问题
I have a regular expression that I want to match a latitude/longitude pair in a variety of fashions, e.g.
123 34 42
-123* 34' 42"
123* 34' 42"
+123* 34' 42"
45* 12' 22"N
45 12' 22"S
90:00:00.0N
I want to be able to match these in a pair such that
90:00:00.0N 180:00:00.0E
is a latitude/longitude pair.
or
45* 12' 22"N 46* 12' 22"E
is a latitude/longitude pair (1 degree by 1 degree cell).
or
123* 34' 42" 124* 34' 42"
is a latitude/longitude pair
etc
Using the below regular expression, when I type in 123, it matches. I suppose this is true since 123 00 00 is a valid coordinate. However, I want to use this regular expression to match pairs in the same format above
"([-|\\+]?\\d{1,3}[d|D|\u00B0|\\s](\\s*\\d{1,2}['|\u2019|\\s])?"
+ "(\\s*\\d{1,2}[\"|\u201d|\\s])?\\s*([N|n|S|s|E|e|W|w])?\\s?)"
I am using Java.
* denotes a degree.
What am I doing wrong in my regular expression?
回答1:
Well, for one thing, you're filling your character sets with a bunch of unnecessary pipe characters - alternation is implied in a []
pair. Additional cleanup: +
doesn't need to be escaped in a character class. Your regular expression seems to be addressing a bigger problem statement than you gave us - you make no mention of d
or D
as matchable character. And you've made pretty much the entire back half of your RegEx optional. Going off of what I think your original problem statement is, I built the following regular expression:
^\s*([+-]?\d{1,3}\*?\s+\d{1,2}'?\s+\d{1,2}"?[NSEW]?|\d{1,3}(:\d{2}){2}\.\d[NSEW]\s*){1,2}$
It's a bit of a doozy, but I'll break it down for you, or anyone who happens across this in the future (Hello, future!).
^
Start of string, simple.
\s*
Any amount of whitespace - even none.
(
Denotes the beginning of a group - we'll get back to that.
[-+]?
An optional sign
\d{1,3}
1 to three digits
\*?
An optional Asterisk - the escape here is key for an asterisk, but if you want to replace this with the unicode codepoint for an actual degree, you won't need it.
\s+
At least one character of whitespace
\d{1,2}
1 or two digits.
'?
Optional apostrophe
\s+\d{1,2}+
You've seen these before, but there's a new curveball - there's a plus after the {1,2}
quantifier! This makes it a possessive quantifier, meaning that the matcher won't give up its matches for this group to make another one possible. This is almost exclusively here to prevent 1 1 11 1 1
from matching, but can be used to increase speed anywhere you're 100% sure you don't need to be able to backtrack.
"?
Optional double quote. You'll have to escape this in Java.
[NSEW]?
An optional cardinal direction, designated by letter
|
OR - you can match everything in the group before this, or everything in the group after this.
\d{1,3}
Old news.
(:\d{2})
A colon, followed by two characters...
{2}
twice!
\.\d
Decimal point, followed by a single digit.
[NSEW]
Same as before, but this time it's mandatory.
\s*)
Some space, and finally the end of the group. Now, the first group has matched an entire longitude/latitude denotation, with an arbitrary amount of space at the end. Followed closely by:
{1,2}
Do that one, or two times - to match a single or a pair, then finally:
$
The end of the string.
This isn't perfect, but it's pretty close, and I think it answers the original problem statement. Plus, I feel my explanation has demystified it enough that you can edit it to further suit your needs. The one thing it doesn't (and won't) do, is enforce that the first coordinate matches the second in style. That's just too much to ask of Regular Expressions.

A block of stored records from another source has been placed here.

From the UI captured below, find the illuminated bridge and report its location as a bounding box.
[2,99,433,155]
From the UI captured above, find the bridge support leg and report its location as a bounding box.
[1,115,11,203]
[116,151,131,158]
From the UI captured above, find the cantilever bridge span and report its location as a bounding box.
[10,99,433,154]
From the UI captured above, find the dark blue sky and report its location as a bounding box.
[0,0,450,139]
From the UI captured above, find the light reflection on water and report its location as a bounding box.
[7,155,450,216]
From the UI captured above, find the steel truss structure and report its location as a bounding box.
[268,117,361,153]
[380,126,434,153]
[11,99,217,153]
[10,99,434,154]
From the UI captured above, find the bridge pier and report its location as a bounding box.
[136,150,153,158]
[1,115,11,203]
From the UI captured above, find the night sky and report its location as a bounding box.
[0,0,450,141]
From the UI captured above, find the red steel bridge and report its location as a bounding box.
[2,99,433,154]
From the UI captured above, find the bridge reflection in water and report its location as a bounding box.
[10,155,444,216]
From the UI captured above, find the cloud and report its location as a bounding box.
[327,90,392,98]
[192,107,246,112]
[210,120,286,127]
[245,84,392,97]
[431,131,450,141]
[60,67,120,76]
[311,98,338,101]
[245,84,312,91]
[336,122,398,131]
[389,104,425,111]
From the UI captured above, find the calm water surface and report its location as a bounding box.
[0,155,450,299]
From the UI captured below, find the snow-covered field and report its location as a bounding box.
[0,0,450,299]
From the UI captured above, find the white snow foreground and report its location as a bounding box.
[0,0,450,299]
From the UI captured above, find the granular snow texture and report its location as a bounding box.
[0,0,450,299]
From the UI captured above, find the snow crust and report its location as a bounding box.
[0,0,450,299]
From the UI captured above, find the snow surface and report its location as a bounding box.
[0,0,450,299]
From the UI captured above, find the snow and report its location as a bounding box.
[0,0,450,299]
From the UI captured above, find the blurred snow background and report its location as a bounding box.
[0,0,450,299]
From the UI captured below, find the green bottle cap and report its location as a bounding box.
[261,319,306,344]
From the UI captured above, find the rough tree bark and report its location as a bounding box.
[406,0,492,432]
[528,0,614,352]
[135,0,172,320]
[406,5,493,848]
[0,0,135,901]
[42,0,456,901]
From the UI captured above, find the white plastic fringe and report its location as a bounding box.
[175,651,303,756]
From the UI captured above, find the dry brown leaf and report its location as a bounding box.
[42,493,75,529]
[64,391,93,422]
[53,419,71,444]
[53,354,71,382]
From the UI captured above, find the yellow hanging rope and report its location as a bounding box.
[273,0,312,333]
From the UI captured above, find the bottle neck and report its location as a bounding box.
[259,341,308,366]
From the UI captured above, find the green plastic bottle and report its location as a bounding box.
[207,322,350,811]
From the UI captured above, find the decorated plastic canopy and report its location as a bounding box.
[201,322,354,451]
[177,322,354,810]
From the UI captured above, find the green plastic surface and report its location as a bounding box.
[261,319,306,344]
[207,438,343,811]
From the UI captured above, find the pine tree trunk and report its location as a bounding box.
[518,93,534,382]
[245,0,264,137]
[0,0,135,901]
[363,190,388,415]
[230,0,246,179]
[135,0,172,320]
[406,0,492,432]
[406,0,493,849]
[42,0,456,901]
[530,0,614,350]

Doubters: Here it is in action. Please, enjoy.
回答2:
Generally, I dont think that this is a good approach.
In your interface try to have DMS coordinates in one specific format.
The User should enter this in 3 separate text fields.
Further this regex is not very maintainable.
There are much more possibilities to notate a DMS coordinate, you even cannot imagine. Humans are creative.
Eg:
Put N,S in front
or: North, 157 deg 50 min 55.796 sec
or: from wiki: The NGS now says in 1993 that point was 21-18-02.54891 N 157-50-45.90280 W
回答3:
I'm not a RE wizard but with your formats you'd need to have some kind of convention for which pair comes first (probably latitude) if you're doing parsing from a single text box.
From there, you have six numeric fields (deg, min, sec for each, possibly with a decimal point), two signs (+ or - for each) and up to two hemispheres (one for each).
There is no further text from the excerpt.